The Secret Killer of Productivity
Three Convincing Reasons Not to Simply React to Your Day
You sit down to work and one of the following happens:
- You hear your infamous text ding and well, you know what happens next
- You choose to return this “one pop-up email” while working on something else (because it popped up and seems urgent) only to lose 10 minutes going back and forth
- Someone interrupts you with “hey, this will only take a second”
- You’re going to just check this one thing and it leads to another thing which leads to…
It’s like hitting rush hour traffic. Again. And again. You get absolutely no where.
I’ve always struggled in this area. I like movement and getting a lot accomplished quickly. But there is always a trade-off and a cost.
Yet reacting gives me a rush because I feel busy. I feel like I’m still accomplishing something at the end of the day.
Sadly, most of the time only God knows what actually was accomplished but it was something, right?!
The book The 5 Choices hits this topic dead on by describing it as URGENT
Q1 – Urgent / Important
If it’s Q1 (quandrant) you’re in crisis and it’s high stress.
Q3 – Urgent / Not Important
If it’s Q3, it just wants your attention and wants it now! But isn’t necessary unless you get a thrill or instant gratification from relieving the urgency of it
I want and should live in Q2 – Important but not urgent but live in the land of react.
But is there a cost? Could reacting actually be a secret killer of productivity?
Here Are Three Convincing Reasons Not to Simply React to Your Day:
1. Loss of Control
When I’m reacting the 1st thing I lose is the control of my day. I find this in two specific areas:
- Others Requests / Demands
- Personal Rabbit Trails
I also find someone wants me to respond instantly then they take their sweet time returning the favor.
Sure, I drop everything because it was urgent then it’s no longer that important. (insert bitterness here)

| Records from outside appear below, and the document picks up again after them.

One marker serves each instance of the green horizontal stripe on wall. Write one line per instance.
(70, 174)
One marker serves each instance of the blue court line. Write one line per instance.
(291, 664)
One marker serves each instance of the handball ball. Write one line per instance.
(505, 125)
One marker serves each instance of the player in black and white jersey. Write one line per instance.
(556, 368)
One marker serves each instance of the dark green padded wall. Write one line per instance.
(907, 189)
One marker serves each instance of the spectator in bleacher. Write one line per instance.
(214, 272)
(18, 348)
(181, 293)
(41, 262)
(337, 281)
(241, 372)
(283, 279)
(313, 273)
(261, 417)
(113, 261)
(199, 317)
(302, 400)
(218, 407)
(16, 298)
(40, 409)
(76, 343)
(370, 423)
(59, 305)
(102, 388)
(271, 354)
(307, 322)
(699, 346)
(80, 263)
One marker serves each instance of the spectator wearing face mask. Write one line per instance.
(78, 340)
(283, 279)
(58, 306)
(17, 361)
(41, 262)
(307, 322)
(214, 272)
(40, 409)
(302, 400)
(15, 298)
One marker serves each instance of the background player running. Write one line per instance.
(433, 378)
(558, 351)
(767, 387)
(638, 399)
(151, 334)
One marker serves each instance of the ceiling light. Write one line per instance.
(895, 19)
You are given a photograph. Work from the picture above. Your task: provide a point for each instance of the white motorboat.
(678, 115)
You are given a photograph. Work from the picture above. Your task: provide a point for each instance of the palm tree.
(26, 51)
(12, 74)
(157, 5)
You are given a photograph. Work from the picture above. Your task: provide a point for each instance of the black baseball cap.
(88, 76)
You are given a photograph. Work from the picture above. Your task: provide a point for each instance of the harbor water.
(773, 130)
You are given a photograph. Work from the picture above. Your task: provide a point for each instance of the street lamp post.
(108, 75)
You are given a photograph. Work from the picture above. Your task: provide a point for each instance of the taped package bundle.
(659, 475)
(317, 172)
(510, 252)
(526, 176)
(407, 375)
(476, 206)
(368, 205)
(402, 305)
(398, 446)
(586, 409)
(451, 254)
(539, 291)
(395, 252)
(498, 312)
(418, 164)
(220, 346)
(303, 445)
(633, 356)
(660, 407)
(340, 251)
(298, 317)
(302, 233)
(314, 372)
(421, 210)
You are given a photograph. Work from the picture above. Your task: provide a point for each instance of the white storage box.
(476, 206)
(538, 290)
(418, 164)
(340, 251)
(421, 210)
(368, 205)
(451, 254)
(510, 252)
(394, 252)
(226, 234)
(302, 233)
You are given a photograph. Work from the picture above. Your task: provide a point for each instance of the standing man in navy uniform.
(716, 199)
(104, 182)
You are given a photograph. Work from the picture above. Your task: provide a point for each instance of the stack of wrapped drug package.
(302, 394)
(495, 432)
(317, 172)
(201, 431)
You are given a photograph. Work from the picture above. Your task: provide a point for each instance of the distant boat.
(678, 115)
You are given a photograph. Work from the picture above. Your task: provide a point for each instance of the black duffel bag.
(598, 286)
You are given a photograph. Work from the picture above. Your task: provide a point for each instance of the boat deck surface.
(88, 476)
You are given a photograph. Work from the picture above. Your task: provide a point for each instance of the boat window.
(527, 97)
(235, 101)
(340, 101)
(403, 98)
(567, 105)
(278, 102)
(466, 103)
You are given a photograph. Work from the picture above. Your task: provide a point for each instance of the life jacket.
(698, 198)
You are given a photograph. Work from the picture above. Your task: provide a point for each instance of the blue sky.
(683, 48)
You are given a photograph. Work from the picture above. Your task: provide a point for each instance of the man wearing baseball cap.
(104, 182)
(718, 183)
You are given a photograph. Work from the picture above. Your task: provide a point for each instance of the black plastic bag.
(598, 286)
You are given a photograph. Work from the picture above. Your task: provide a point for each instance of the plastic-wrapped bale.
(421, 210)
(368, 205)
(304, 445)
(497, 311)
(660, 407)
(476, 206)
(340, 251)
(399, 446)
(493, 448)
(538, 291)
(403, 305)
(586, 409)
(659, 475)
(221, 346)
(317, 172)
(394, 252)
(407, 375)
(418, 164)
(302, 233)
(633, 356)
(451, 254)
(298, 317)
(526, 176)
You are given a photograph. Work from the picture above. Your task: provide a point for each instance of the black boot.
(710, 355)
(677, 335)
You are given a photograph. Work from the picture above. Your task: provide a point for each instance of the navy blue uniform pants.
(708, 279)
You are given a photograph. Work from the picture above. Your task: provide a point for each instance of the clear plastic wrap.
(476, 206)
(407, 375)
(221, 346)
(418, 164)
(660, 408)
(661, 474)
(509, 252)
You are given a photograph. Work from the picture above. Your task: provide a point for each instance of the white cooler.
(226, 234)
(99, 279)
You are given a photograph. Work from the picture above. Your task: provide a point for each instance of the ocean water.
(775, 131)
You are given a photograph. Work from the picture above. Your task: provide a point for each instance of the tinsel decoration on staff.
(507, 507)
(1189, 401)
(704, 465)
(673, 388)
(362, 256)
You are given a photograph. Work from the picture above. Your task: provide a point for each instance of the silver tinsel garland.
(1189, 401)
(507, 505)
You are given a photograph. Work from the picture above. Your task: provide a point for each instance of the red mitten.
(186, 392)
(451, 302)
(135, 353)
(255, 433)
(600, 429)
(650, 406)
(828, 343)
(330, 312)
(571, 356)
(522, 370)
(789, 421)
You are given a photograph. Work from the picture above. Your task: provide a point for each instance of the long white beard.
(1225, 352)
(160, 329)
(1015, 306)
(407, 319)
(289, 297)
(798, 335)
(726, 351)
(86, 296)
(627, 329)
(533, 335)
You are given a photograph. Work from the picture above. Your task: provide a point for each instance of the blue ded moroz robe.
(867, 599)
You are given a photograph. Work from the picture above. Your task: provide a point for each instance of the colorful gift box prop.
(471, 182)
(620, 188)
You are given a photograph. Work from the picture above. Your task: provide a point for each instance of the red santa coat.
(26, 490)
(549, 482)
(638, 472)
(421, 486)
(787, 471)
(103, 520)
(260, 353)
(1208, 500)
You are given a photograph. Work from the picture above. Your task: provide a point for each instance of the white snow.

But I do have control to what is truly worth stopping what I’m doing to consciously choose to do something else.
2. Loss of Momentum
The 2nd loss is all momentum. How many times have you stopped to react to something and had absolutely no idea what you were originally doing? Yeah, no waste of time there, right?
Or more times than not, I have to re-read my work to see where I left off, and get back in the zone of whatever I was working on before I hi-jacked all momentum.
In the book, The Compound Effect by Darren Hardy (highly recommended), the author spends an entire chapter on “The Big Mo” (momentum, for those not following along at home) and the power of it when harnessed.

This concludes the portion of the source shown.